Similarly, the Pydhonie police station, the Goan Institute building at Chira Bazar, Wilson College and Christ Church, Byculla, have been upgraded to IIB. Other structures, like the Byculla and Reay Road railway stations, Mount Mary basilica and Electric House (the headquarters of BEST Undertaking) have dropped to IIA.
Vikas Dilawari, conservation architect and member of the municipal heritage committee, explained the downgrading. “Can you compare the Reay Road and Byculla railway station buildings to the BMC headquarters and the Taj Mahal Hotel?” asked Dilawari. “We need to have a fool-proof method to give these buildings the right grading.”

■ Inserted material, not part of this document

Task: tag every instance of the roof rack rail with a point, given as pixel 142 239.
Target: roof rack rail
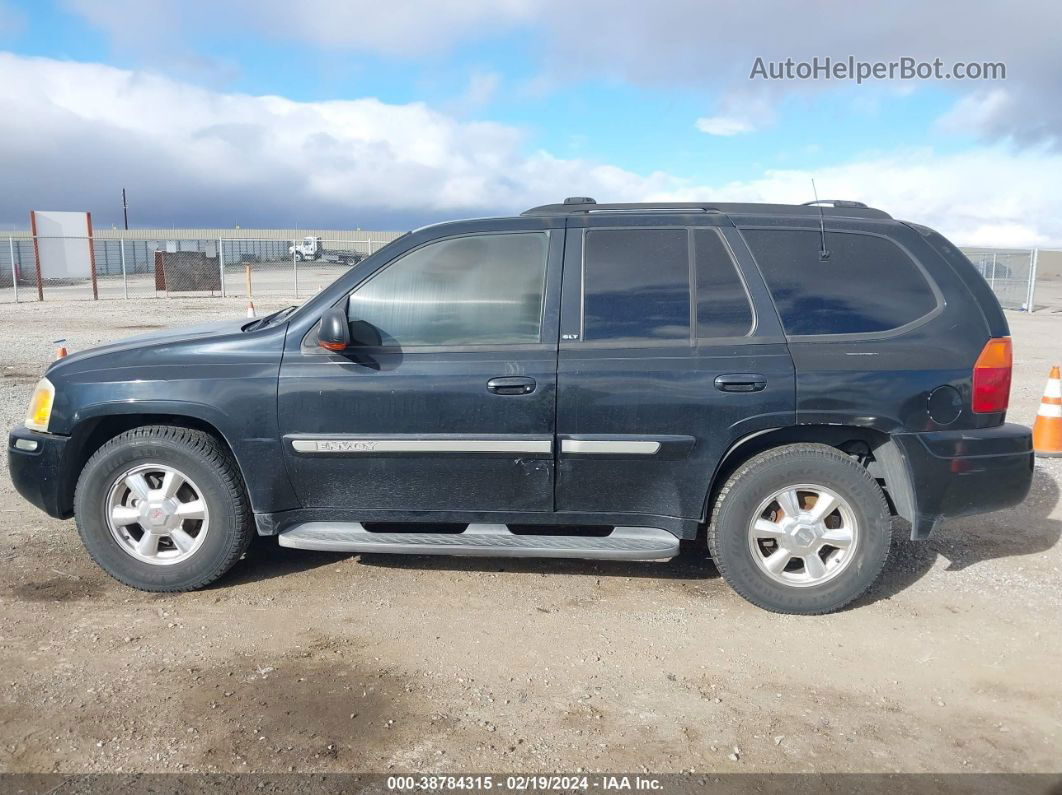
pixel 835 203
pixel 586 206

Some of the changes in the listings are welcome. The Sardar Griha Guest House building , near Crawford Market, a building that has association with Lokmanya Tilak – he lived there for some time - has moved from grade III to IIB, giving it a higher level of protection from obliteration; but Godfrey Pimenta, a lawyer who has studied the listings, said he has reasons to believe that the grading is done arbitrarily. “I can vouch for that,” he said, giving the example of well-preserved cottages in East Indian enclaves such as Bamanwada near Sahar that have been left out of the list, while precincts like Khotachiwadi in Girgaum, that have similar houses, have been protected by heritage laws.
Conservation architect Chetan Raikar, a former member of the Mumbai Metropolitan Region Heritage Conservation Committee, said any classification is subject to the personal opinion of the architect.
“The Committee (MMRHCC) appoints architects who do the listings of structures that need protection. A lot of technique and hard work goes in to the listing,” said Raikar, part of the restoration plan of Chhatrapati Shivaji Terminus. “But in every case it is the individual’s perception. So it is always a biased opinion.”